Some of the best sources of iron, according to Herby, are legumes such as lentils, soybeans, white beans, kidney beans, black beans, chickpeas, peas; nuts and seeds (think pumpkin seeds, tahini, sunflower seeds, hemp, and flax seed); and whole grains such as quinoa, brown rice, oats, and fortified cereals.
Dark leafy greens (such as collards and Swiss chard), along with broccoli, some dried fruit (apricots, figs, raisins, and prunes), and blackstrap molasses are also great sources of iron.
“Meat, especially red meat, contains iron, but is associated with chronic disease so is not an optimal source of dietary iron,” Herby says.

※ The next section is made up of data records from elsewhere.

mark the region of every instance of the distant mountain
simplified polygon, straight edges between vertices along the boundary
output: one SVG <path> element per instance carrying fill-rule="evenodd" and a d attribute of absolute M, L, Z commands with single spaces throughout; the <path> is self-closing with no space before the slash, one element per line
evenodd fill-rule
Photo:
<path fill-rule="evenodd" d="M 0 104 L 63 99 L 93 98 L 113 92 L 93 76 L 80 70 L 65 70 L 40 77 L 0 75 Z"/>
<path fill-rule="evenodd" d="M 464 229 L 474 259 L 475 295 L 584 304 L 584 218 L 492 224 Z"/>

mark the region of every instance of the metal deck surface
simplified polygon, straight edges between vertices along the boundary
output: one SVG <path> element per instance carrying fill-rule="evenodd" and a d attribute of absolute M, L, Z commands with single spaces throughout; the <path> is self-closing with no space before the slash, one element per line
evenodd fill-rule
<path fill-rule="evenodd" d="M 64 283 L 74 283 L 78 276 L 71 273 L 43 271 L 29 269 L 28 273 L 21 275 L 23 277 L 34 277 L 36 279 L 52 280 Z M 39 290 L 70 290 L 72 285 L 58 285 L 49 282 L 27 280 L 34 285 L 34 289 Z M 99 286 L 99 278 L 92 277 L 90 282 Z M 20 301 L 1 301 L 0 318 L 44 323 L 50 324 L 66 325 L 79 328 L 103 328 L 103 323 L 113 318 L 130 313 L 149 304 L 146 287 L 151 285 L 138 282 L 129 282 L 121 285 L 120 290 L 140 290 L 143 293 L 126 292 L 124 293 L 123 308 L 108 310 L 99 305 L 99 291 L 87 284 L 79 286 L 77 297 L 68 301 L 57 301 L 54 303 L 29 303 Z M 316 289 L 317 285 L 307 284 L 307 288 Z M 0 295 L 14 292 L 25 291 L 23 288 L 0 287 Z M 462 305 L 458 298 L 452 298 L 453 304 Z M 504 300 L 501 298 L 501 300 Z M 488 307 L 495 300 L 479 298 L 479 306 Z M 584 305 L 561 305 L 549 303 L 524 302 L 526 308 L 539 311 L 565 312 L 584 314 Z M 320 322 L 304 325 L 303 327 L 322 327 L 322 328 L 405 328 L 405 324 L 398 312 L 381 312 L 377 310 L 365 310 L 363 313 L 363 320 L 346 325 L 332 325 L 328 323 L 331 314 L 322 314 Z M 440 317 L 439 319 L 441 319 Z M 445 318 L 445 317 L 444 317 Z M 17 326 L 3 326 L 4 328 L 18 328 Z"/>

More generally, incorporating high-iron peas and cereals into one’s diet should be part of a balanced plant-based diet. “Avoiding dairy and eggs, which inhibit iron absorption, is recommended for optimal iron absorption,” Herby says. “It’s also a good idea to leave a few hours between consuming caffeinated beverages and chocolate and eating iron-rich foods since the phytates in coffee, tea, and cocoa can reduce absorption.”
Consuming vitamin C alongside iron is key to boosting absorption and would apply to the new high-iron peas and cereals researchers have identified. “A veggie stir fry or whole grain noodle dish with tomato sauce and peas would be great meals for incorporating these foods into your diet,” Herby says.